Taking a cue from protesters’ playbook in Britain and other countries, some Swiss want to prohibit US President Donald Trump from visiting Switzerland.
The petition drive launched by a Zurich-based non-governmental organisation called Campax aims to present Swiss authorities with 10,000 signatures. It is a reaction to Trump’s controversial immigration order, which a US federal appeals court is examining for its legality.
The order signed by Trump on January 27 temporarily bars refugees and citizens of seven Muslim-majority countries from entering the United States. Campax’s petition urges the Swiss cabinet – the top seven ministers who take a turn each year as president – to declare Trump “persona non grata” in Switzerland.
“The selective inclusion of foreigners from predominantly Islamic countries by the Trump government is an unacceptable act against human dignity and religious freedom,” the campaign, which has already neared its goal for the number of signatures, declares on its websiteexternal link.
The cabinet has not commented on the petition drive, but Foreign Minister Didier Burkhalter criticized the travel ban as a policy turn going “clearly in the wrong direction”.
The president and co-founder of Campax, Andreas Freimüller, also hopes to deliver the petition to the US Embassy in Switzerland at Bern. He emphasises the symbolic value of the petition in an interview published on Tuesday in the Zurich newspaper Tages Anzeiger.
“We want people to not just stare all day at the US reading tweets from Trump, but to know that they also can act,” Freimüller was quoted as saying.
“In many countries there are already petitions like ours,” he continued. “If many countries send out such messages, the Trump government will also notice the opposition. It does not matter to us how many signatures come together. It is about sending a strong signal.”
A British petition calling on the UK government to cancel Trump's planned state visit has been signed by 1.8 million people so far and will be debated in parliament later this month.
It is highly improbable that Switzerland would bar an American president from paying an official visit, should he wish to do so. However, the Swiss foreign ministry has, in rare instances, imposed such a measure on lesser figures.

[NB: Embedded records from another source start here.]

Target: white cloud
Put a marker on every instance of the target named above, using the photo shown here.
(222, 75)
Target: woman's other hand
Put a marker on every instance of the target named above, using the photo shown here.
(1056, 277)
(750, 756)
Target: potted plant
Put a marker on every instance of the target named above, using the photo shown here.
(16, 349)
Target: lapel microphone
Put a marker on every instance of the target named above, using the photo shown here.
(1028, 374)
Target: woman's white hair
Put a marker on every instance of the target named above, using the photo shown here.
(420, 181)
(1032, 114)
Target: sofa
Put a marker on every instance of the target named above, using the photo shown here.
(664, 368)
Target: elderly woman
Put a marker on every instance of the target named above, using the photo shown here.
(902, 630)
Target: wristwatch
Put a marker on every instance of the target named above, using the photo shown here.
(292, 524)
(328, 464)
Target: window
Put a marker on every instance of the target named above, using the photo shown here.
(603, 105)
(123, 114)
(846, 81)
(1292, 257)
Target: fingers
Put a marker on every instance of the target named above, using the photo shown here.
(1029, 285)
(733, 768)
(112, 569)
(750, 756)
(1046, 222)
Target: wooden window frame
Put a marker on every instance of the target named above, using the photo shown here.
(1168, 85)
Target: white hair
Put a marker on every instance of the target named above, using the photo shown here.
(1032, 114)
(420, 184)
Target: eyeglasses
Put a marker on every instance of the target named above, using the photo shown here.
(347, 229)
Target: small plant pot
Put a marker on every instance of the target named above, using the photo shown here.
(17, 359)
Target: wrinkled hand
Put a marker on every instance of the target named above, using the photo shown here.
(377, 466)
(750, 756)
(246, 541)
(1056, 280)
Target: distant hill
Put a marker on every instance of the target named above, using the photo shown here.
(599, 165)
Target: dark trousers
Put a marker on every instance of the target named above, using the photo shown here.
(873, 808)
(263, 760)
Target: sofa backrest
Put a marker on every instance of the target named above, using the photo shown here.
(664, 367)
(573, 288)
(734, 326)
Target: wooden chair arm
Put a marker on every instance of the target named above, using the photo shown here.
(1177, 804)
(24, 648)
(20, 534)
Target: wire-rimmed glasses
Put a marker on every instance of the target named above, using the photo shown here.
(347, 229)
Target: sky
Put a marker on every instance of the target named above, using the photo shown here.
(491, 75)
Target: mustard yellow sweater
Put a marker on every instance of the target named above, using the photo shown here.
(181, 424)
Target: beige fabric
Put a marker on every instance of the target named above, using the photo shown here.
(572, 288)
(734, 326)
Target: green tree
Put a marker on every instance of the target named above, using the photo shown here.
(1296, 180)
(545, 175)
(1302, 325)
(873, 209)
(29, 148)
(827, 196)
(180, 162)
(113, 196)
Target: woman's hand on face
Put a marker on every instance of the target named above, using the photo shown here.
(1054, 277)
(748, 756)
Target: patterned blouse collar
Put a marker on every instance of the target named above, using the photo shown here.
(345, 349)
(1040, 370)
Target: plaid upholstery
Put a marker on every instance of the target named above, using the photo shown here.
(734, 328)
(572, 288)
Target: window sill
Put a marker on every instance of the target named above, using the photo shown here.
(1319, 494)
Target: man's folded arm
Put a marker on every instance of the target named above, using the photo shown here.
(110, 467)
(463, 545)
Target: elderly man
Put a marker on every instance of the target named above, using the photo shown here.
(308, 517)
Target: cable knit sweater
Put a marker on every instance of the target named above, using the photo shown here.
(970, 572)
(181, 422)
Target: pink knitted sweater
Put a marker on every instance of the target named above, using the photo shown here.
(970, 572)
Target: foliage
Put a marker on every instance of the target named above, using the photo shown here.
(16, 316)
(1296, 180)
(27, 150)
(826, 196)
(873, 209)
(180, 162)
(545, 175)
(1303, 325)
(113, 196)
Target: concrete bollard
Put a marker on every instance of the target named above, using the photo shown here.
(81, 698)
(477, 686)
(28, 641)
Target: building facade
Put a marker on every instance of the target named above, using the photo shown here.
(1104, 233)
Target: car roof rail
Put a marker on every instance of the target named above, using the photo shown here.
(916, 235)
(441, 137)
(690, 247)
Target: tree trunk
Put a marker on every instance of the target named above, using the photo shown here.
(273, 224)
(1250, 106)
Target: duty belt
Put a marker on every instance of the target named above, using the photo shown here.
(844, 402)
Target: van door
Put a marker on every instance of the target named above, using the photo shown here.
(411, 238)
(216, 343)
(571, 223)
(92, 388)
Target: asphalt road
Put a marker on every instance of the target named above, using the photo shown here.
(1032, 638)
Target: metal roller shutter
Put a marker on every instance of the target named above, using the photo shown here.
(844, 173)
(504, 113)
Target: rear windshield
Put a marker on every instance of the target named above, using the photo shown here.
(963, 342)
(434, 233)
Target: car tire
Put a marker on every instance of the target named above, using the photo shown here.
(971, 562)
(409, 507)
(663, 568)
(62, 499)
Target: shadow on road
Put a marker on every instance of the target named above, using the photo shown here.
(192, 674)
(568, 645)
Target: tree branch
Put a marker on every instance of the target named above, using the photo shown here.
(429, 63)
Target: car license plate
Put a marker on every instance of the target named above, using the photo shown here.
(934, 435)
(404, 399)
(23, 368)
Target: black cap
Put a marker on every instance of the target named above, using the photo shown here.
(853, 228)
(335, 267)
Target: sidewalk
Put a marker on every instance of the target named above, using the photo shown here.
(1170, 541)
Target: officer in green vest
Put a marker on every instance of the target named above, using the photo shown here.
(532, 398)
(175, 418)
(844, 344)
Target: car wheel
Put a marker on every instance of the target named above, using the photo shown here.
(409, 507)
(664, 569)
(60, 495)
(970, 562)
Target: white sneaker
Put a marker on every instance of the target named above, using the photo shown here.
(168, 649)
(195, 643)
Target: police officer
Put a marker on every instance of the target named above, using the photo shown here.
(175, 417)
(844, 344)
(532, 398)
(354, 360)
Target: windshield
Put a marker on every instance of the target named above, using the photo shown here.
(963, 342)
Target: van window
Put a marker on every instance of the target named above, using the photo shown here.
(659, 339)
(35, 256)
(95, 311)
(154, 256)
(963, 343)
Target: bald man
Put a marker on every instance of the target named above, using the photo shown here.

A government declaration of “persona non grata” is a diplomatic tool used around the world to prevent a foreigner – usually a diplomat or government official – from entering or remaining in the country. The term comes from Latin, and means a person who is not appreciated.
In 2012, for example, Bern declared the Paris-based Syrian ambassador to Switzerland persona non grata as governments around the world expelled Syrian ambassadors in the wake of a May 25 massacre in Houla, Syria. France expelled the same ambassador in response to the killings.
The United Nations’ top human rights body voted to condemn Syria over the slaughter of more than 100 civilians in a cluster of villages known as Houla. In its statementexternal link, the Swiss foreign ministry said it had communicated the decision – taken in protest to Syria’s “systematic violation” of UN Security Council resolutions and failure to implement a UN-brokered peace plan – in a diplomatic note to the Syrian foreign ministry.
Going back in history, the United States declared a vice consul assigned to the Cuban interests section of the Swiss embassy in Washington as persona non grata, after the US accused him of being an intermediary for a spy. The 1923 Treaty of Lausanne, which established the present boundaries of Turkey, led to the creation of a list of 150 former Ottoman Empire officials and others in Turkey who were declared persona non grata in that country.